A tax proposal on crypto from India’s Finance Minister Nirmala Sitharaman may be closer to becoming law as the country’s lower house of parliament is scheduled to consider the legislation on Thursday.
According to a Wednesday publication, Sitharaman will be introducing appropriation and finance bills for 2022 to the Lok Sabha — the lower house of parliament — on March 24. The Finance Bill includes an amendment to the country’s income tax laws identifying “virtual digital assets” — including cryptocurrencies and nonfungible tokens — as taxable investments.
The amendment to India’s laws proposed a 30% tax on digital asset transactions, first announced by the finance minister in February. Sitharaman pointed out at the time that losses incurred through crypto trading would not likely be able to offset profits from taxes. In addition, no deductions would be permitted for calculating income “except for acquisition costs.”
According to this tax calculation, traders would likely have to pay 30% taxes on gains from cryptocurrencies such as Bitcoin (BTC) and Ether (ETH), but not account for losses from falling coins’ prices. Experts criticized the proposal, which is likely to take effect on April 1 following discussion on Thursday.
https://twitter.com/ThatNaimish/status/1505833298982961155
The Finance Bill 2022 will be discussed & passed soon.
We urge the government to reconsider these new unfair tax policies & hope they make amendments to tax it like technology, not gambling. #reducecryptotax #ReduceCryptoTaxDay49
— Aditya Singh (@CryptooAdy) March 23, 2022
The tax policy on crypto is seemingly a legislative substitute for a previously proposed bill that would have banned “private cryptocurrencies” in India. According to the Lok Sabha’s most recently published list of business, India’s parliament is not scheduled to hear discussion on the crypto bill during its budget session, which ends April 8.

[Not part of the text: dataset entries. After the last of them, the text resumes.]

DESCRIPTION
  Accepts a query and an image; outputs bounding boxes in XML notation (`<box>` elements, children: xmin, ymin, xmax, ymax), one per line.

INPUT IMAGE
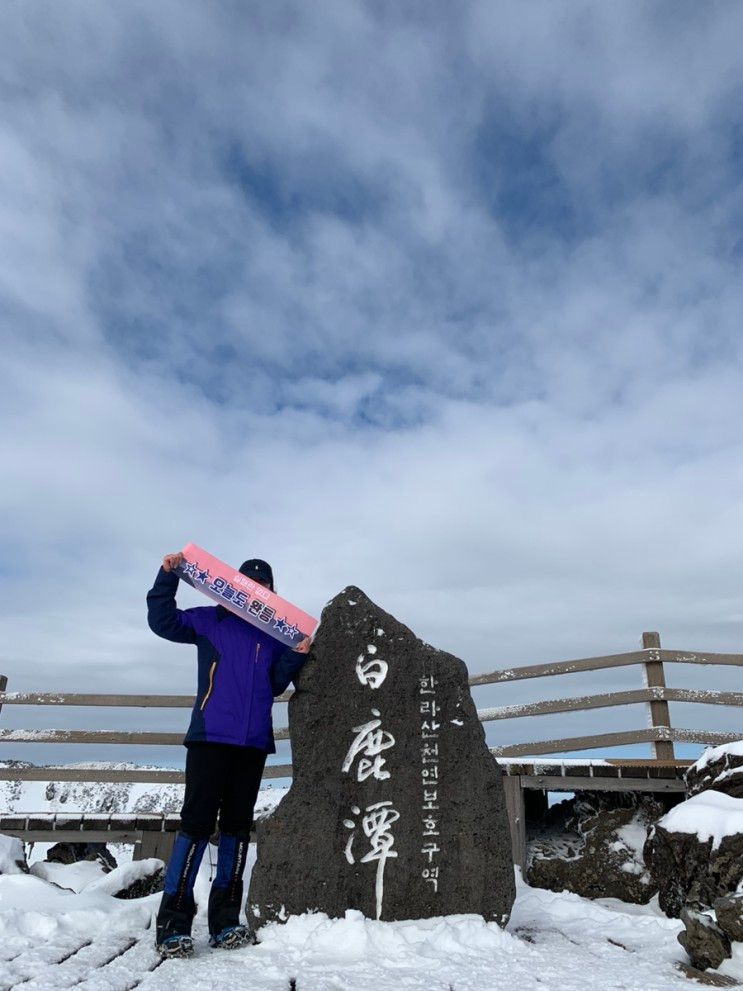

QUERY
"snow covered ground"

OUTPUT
<box><xmin>0</xmin><ymin>860</ymin><xmax>743</xmax><ymax>991</ymax></box>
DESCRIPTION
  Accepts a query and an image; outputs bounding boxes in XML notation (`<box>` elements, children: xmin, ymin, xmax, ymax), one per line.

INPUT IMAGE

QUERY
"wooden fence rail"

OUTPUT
<box><xmin>0</xmin><ymin>633</ymin><xmax>743</xmax><ymax>782</ymax></box>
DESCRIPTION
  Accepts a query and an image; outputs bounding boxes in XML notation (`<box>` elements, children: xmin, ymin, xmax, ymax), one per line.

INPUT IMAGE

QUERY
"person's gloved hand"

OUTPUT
<box><xmin>163</xmin><ymin>551</ymin><xmax>183</xmax><ymax>571</ymax></box>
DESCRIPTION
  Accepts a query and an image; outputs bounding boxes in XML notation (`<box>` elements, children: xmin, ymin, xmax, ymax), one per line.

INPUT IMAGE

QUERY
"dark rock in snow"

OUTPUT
<box><xmin>686</xmin><ymin>744</ymin><xmax>743</xmax><ymax>798</ymax></box>
<box><xmin>247</xmin><ymin>588</ymin><xmax>515</xmax><ymax>926</ymax></box>
<box><xmin>526</xmin><ymin>791</ymin><xmax>665</xmax><ymax>905</ymax></box>
<box><xmin>0</xmin><ymin>835</ymin><xmax>29</xmax><ymax>874</ymax></box>
<box><xmin>112</xmin><ymin>858</ymin><xmax>165</xmax><ymax>898</ymax></box>
<box><xmin>712</xmin><ymin>891</ymin><xmax>743</xmax><ymax>943</ymax></box>
<box><xmin>678</xmin><ymin>908</ymin><xmax>732</xmax><ymax>970</ymax></box>
<box><xmin>46</xmin><ymin>843</ymin><xmax>116</xmax><ymax>872</ymax></box>
<box><xmin>645</xmin><ymin>823</ymin><xmax>743</xmax><ymax>919</ymax></box>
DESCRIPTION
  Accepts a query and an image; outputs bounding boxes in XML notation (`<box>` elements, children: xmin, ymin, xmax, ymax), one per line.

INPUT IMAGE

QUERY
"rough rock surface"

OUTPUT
<box><xmin>712</xmin><ymin>891</ymin><xmax>743</xmax><ymax>943</ymax></box>
<box><xmin>645</xmin><ymin>824</ymin><xmax>743</xmax><ymax>919</ymax></box>
<box><xmin>526</xmin><ymin>792</ymin><xmax>665</xmax><ymax>905</ymax></box>
<box><xmin>686</xmin><ymin>743</ymin><xmax>743</xmax><ymax>798</ymax></box>
<box><xmin>678</xmin><ymin>908</ymin><xmax>732</xmax><ymax>970</ymax></box>
<box><xmin>0</xmin><ymin>835</ymin><xmax>28</xmax><ymax>874</ymax></box>
<box><xmin>112</xmin><ymin>858</ymin><xmax>165</xmax><ymax>898</ymax></box>
<box><xmin>46</xmin><ymin>843</ymin><xmax>116</xmax><ymax>871</ymax></box>
<box><xmin>247</xmin><ymin>587</ymin><xmax>515</xmax><ymax>926</ymax></box>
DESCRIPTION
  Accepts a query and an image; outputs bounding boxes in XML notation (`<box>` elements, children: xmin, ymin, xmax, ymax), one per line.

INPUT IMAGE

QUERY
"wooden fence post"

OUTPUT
<box><xmin>642</xmin><ymin>633</ymin><xmax>675</xmax><ymax>760</ymax></box>
<box><xmin>503</xmin><ymin>774</ymin><xmax>526</xmax><ymax>871</ymax></box>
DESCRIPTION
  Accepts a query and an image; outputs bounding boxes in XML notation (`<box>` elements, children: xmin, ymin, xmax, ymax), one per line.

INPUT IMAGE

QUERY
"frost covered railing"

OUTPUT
<box><xmin>0</xmin><ymin>633</ymin><xmax>743</xmax><ymax>783</ymax></box>
<box><xmin>470</xmin><ymin>633</ymin><xmax>743</xmax><ymax>761</ymax></box>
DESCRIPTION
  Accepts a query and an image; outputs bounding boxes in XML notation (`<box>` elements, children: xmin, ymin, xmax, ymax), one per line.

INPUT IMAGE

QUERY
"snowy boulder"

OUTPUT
<box><xmin>0</xmin><ymin>836</ymin><xmax>28</xmax><ymax>874</ymax></box>
<box><xmin>247</xmin><ymin>588</ymin><xmax>515</xmax><ymax>926</ymax></box>
<box><xmin>686</xmin><ymin>741</ymin><xmax>743</xmax><ymax>798</ymax></box>
<box><xmin>526</xmin><ymin>792</ymin><xmax>665</xmax><ymax>905</ymax></box>
<box><xmin>678</xmin><ymin>908</ymin><xmax>732</xmax><ymax>970</ymax></box>
<box><xmin>712</xmin><ymin>890</ymin><xmax>743</xmax><ymax>943</ymax></box>
<box><xmin>644</xmin><ymin>791</ymin><xmax>743</xmax><ymax>918</ymax></box>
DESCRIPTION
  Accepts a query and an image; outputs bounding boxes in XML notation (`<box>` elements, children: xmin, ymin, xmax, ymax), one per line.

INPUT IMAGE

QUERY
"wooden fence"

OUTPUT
<box><xmin>0</xmin><ymin>633</ymin><xmax>743</xmax><ymax>783</ymax></box>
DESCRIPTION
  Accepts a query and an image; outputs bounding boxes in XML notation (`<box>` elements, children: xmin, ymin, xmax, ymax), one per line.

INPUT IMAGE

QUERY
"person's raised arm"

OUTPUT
<box><xmin>270</xmin><ymin>637</ymin><xmax>312</xmax><ymax>698</ymax></box>
<box><xmin>147</xmin><ymin>553</ymin><xmax>196</xmax><ymax>643</ymax></box>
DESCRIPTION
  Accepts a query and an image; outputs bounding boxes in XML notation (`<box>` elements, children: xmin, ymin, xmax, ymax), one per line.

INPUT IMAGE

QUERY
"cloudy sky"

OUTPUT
<box><xmin>0</xmin><ymin>0</ymin><xmax>743</xmax><ymax>760</ymax></box>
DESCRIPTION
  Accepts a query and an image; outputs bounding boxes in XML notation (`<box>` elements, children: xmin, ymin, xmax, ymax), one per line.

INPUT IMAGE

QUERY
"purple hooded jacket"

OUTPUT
<box><xmin>147</xmin><ymin>568</ymin><xmax>307</xmax><ymax>754</ymax></box>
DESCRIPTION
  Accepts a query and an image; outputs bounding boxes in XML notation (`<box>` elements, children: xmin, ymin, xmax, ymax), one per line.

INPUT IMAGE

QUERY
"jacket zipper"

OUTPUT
<box><xmin>201</xmin><ymin>661</ymin><xmax>217</xmax><ymax>712</ymax></box>
<box><xmin>245</xmin><ymin>643</ymin><xmax>261</xmax><ymax>744</ymax></box>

A country with a population of nearly 1.4 billion, India has yet to establish a concrete regulatory framework for digital assets following the country’s high court’s decision in 2020 to lift a ban from the Reserve Bank of India on banks dealing with crypto firms. The tax proposal under consideration seems to be the closest crypto markets have come to gaining any sort of legal status in India.